To be obvious about it, "Breathless" is about a French punk (Godard) who hijacks an American vehicle -- the film noir gangster movie -- and takes it on a joyride. That's all it is -- a demonstration of how little you need to make a movie. ("A girl and a gun," Godard famously opined.)

A HORSE MASK AND GUNS

With "New West," it's a horse mask and a bunch of guns, plus some cheap but entertaining CGI-enhanced shootouts.

I hesitate to get too much into what plot there is, but here's what I took away: Trigger (co-writer Coty Greenwood), Gene (played as a young cowboy by Zach Keast and as a broken-down reprobate by Matt Jordan) and a horse were once partners in crime, robbing banks and kidnapping and doing murders.

Then they became a popular singing duo. Then they split up, with Trigger going on to wealth and fame and drugs and sex as a leading Los Angeles-based producer, and Gene slipping down, playing small-town venues with a toy facsimile of trigger in hand.
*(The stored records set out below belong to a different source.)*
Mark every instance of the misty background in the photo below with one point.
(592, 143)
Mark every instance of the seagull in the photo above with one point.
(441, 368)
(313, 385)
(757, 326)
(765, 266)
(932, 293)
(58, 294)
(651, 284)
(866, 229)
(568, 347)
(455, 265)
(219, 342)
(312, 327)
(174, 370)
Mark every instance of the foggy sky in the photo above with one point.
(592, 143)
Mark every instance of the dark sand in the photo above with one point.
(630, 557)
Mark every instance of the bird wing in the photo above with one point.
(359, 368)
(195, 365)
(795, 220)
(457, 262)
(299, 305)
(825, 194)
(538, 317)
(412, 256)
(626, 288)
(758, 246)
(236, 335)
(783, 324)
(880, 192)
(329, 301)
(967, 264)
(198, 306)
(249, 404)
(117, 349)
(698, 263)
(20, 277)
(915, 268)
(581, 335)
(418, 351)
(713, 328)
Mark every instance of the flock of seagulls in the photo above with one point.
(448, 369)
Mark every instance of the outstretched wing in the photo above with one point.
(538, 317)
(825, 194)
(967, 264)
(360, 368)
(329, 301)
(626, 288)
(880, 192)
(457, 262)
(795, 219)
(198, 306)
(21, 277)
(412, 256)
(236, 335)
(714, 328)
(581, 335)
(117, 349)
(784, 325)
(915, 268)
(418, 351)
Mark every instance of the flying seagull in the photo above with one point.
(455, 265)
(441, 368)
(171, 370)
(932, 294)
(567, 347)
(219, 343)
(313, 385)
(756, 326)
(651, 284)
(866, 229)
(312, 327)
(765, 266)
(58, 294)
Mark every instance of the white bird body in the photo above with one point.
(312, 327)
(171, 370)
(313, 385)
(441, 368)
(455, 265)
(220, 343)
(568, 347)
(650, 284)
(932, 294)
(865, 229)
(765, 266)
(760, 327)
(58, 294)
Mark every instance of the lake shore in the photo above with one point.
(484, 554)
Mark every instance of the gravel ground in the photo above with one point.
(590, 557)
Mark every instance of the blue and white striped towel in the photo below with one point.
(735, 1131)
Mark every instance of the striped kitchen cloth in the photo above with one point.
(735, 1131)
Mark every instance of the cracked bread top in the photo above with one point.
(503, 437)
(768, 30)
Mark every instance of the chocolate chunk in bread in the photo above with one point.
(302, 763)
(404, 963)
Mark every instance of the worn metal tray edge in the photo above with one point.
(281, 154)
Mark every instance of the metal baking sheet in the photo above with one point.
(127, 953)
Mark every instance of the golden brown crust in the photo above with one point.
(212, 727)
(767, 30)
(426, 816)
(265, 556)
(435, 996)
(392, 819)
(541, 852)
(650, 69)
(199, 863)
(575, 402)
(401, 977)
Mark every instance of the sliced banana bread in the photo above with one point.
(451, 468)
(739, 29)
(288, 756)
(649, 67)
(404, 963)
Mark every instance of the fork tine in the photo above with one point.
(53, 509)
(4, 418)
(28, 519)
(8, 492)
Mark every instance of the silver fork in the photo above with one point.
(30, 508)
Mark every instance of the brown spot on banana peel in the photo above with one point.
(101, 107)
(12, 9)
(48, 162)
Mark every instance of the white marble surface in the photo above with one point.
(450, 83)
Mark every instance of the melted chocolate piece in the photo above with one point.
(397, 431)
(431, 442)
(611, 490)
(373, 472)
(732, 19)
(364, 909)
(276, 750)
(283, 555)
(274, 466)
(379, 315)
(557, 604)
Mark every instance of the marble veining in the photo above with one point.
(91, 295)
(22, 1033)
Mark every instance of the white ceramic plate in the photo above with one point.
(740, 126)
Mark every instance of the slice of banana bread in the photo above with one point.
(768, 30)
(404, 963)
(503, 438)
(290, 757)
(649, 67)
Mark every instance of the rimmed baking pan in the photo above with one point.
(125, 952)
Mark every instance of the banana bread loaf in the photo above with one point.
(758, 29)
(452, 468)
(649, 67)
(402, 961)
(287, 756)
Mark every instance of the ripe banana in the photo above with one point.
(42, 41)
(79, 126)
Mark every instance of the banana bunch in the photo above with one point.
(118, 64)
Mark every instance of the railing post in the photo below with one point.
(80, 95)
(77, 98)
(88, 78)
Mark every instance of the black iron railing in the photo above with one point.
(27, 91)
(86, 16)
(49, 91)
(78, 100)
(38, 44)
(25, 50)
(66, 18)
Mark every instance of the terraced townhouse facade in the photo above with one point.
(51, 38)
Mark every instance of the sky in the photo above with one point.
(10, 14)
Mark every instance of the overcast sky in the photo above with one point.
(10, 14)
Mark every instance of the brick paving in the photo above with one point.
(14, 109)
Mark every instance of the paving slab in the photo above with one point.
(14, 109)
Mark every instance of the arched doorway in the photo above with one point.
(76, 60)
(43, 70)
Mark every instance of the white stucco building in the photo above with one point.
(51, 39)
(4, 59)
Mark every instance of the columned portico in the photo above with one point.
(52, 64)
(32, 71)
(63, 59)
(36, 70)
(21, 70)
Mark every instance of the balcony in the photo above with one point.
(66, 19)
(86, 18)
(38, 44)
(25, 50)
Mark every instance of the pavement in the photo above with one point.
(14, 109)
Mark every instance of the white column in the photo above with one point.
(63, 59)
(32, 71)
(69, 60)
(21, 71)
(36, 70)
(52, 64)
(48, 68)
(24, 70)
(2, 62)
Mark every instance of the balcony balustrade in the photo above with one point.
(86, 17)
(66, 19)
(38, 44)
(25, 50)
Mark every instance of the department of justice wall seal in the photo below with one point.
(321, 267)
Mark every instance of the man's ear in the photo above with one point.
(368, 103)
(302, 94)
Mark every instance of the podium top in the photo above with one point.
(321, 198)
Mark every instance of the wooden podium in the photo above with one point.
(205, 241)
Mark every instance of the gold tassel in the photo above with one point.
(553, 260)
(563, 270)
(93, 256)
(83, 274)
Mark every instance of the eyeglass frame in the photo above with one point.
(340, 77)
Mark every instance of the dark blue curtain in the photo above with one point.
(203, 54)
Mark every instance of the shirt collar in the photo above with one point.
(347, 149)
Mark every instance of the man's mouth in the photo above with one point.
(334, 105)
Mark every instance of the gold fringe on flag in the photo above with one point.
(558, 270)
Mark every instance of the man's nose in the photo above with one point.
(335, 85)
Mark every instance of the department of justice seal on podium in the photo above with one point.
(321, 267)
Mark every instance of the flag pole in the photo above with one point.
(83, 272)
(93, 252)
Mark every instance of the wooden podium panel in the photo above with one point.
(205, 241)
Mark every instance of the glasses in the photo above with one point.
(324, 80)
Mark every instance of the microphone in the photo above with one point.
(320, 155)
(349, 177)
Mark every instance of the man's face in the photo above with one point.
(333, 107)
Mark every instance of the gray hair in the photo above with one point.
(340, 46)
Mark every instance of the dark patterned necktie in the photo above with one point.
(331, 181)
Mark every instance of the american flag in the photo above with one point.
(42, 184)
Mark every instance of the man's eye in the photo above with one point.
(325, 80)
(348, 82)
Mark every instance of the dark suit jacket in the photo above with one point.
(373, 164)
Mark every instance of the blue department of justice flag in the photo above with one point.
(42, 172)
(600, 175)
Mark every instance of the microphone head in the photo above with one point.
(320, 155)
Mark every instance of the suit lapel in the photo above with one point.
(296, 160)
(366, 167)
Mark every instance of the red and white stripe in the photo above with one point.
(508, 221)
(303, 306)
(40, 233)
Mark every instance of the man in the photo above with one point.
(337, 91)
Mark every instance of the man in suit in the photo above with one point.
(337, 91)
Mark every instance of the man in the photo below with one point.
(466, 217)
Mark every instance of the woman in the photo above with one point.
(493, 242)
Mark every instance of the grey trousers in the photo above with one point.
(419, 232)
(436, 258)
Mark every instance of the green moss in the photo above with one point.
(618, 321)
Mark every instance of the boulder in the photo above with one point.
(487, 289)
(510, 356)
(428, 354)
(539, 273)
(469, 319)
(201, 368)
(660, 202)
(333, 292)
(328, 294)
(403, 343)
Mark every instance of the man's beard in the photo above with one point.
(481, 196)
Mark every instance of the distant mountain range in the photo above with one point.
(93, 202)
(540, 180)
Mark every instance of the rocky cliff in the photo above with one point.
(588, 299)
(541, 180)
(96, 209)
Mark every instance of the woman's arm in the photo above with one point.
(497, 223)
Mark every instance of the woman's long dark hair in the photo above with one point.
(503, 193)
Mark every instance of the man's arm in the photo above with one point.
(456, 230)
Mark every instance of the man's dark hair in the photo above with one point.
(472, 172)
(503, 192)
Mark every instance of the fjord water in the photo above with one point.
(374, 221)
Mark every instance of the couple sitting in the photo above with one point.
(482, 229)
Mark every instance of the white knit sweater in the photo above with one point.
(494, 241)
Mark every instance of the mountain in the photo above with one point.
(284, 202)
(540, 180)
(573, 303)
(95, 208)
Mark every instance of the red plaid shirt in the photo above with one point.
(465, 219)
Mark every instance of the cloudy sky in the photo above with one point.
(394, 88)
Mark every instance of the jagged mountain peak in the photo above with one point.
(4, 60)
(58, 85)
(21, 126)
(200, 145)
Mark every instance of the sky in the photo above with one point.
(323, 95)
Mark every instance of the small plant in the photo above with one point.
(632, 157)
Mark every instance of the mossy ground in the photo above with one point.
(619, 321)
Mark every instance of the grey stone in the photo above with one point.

After one particularly uninspired gig, Gene is gunned down by a trio of silent black-suited assassins in Dia de los Muertos masks. Trigger attends his funeral and is drawn into a revenge scheme hatched by the heretofore unmentioned third member of their old outlaw gang.

Everyone involved is quite aware of how silly this is, and most of the humor in this sometimes very funny film derives from the barrage of unhinged profanity unleashed by the characters. Greenwood as Trigger is especially good at swearing, and whether or not it's an intentional homage, it's a lagniappe that he sounds quite a lot like Will Arnett as the Bojack Horseman character when he delivers them.

WHITE WATER TAVERN

Local audiences will recognize the White Water Tavern, which plays a dive with an unprintable name, and possibly a few other landmarks, but aside from the license plates on the cars and a framed state flag in the background of one scene, there's no Arkansas-signifying going on here. Which suggests that perhaps the filmmakers have aspirations of wider distribution, not an impossible ask in these days of streaming services begging for content. (I wouldn't be surprised if "New West" lands on Netflix and develops something of a cult following.)

All that said, I'm not sure "New West" wouldn't have been as effective as a 23-minute short. There are a couple of really good ideas -- the physical humor, especially the gags involving the latex horse mask, is pretty good. There are no stiff wooden performances like you sometimes see when filmmakers are obliged to wrangle their friends and family to fill out a cast.

All the technical aspects of the film are top-notch, including the music (contributed by co-writer and co-star Greenwood). While you could argue that the writing -- almost always the weakest link in productions of this type -- is lazy, the movie's lack of discipline and scattershot approach is also probably the biggest source of its charm.

It's like you're listening to a story being made up in real time by a precocious potty-mouthed 6-year-old who has spent an unnerving amount of time with his pervy uncle's back issues of Guns and Ammo and Penthouse. In a way, it's really cute. In another way, really disturbing. In other words, real cinema.

Put that on your DVD box, Mr. Mears.